Подобные объяснения — приговор безответственности политиков, которые в своих программах и действиях считались с каким-то надуманным идеальным народом, а не с народом, реально существующим. Такая постановка ложна в самой сущности, хотя «прославленный за свою праведность народ настолько показал свой нравственный облик, что это надолго отобьет охоту к народническому обоготворению низших классов».

Все же «народ» не может быть непосредственным виновником политических неудач по той простой причине, что он никогда не является инициатором и творцом политической жизни. «Народ есть всегда, даже в самом демократическом государстве, исполнитель, орудие в руках… направляющего и вдохновляющего меньшинства». Идеологи революций и реформ, «прежде чем обвинять народ в своей неудаче, должны вспомнить всю свою деятельность, направленную на разрушение государственной и гражданской дисциплины», «на затаптывание патриотической идеи», на «разнуздание под именем рабочего и аграрного движения» или рынка «корыстолюбивых инстинктов и классовой ненависти»[482].

Воинствующие либералы оказались также и движущей силой реализации интересов Запада в области реструктуризации мира. Идеологическим инструментом стал возврат к революционной антиэтатистской философии права и истории.

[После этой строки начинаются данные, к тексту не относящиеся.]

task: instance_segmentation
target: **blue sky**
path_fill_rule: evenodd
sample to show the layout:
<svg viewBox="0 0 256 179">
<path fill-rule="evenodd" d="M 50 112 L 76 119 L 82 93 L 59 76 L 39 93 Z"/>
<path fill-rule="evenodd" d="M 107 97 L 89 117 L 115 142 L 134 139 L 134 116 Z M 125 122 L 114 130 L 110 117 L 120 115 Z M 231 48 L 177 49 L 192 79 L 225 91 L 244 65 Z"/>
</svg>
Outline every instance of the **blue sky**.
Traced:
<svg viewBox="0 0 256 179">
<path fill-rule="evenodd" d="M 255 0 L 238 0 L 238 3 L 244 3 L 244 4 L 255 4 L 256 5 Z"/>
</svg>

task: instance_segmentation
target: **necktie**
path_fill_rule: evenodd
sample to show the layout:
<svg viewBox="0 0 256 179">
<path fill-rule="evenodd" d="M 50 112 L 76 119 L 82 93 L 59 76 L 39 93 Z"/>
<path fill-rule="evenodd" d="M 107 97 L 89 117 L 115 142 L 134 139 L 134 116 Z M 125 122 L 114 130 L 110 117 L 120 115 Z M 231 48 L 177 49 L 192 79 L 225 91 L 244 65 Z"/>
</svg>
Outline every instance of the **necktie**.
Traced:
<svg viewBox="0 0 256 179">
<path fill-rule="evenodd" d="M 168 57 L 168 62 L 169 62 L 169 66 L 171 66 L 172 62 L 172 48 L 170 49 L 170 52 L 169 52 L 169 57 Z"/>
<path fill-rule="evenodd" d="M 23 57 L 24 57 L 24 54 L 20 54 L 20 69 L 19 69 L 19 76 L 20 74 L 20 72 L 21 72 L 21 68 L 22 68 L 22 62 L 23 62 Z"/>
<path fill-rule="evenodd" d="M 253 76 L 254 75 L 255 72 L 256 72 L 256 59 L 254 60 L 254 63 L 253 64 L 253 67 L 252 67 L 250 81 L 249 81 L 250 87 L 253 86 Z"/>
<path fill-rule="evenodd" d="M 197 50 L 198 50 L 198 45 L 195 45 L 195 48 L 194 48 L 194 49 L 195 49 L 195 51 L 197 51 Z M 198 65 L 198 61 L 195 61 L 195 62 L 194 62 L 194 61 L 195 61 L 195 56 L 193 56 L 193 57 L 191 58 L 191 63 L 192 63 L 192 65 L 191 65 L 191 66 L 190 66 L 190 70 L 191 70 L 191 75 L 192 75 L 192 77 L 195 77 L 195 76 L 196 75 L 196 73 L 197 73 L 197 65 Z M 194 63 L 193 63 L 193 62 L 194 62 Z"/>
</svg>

Идеологическим зерном доктрины, новой внешнеполитической идеологией стал примат демократии и прав человека над национальными интересами и суверенитетом государства, что напоминает примат пролетарского интернационализма и целей мировой революции в историческом материализме. Новая философия мировой политики ориентирована на либеральную глобализацию, сменившую коммунистическую. Из нее по-прежнему следует ослабление роли национальных государств и их суверенитета, рост влияния и морального авторитета наднациональных структур и международных механизмов. Как в хрущевские времена СССР, теперь США стали претендовать на выражение общемирового идеала передовой страны будущей единственной мировой цивилизации. СССР был объявлен тоталитарным монстром и угрозой мировой демократии и прав человека.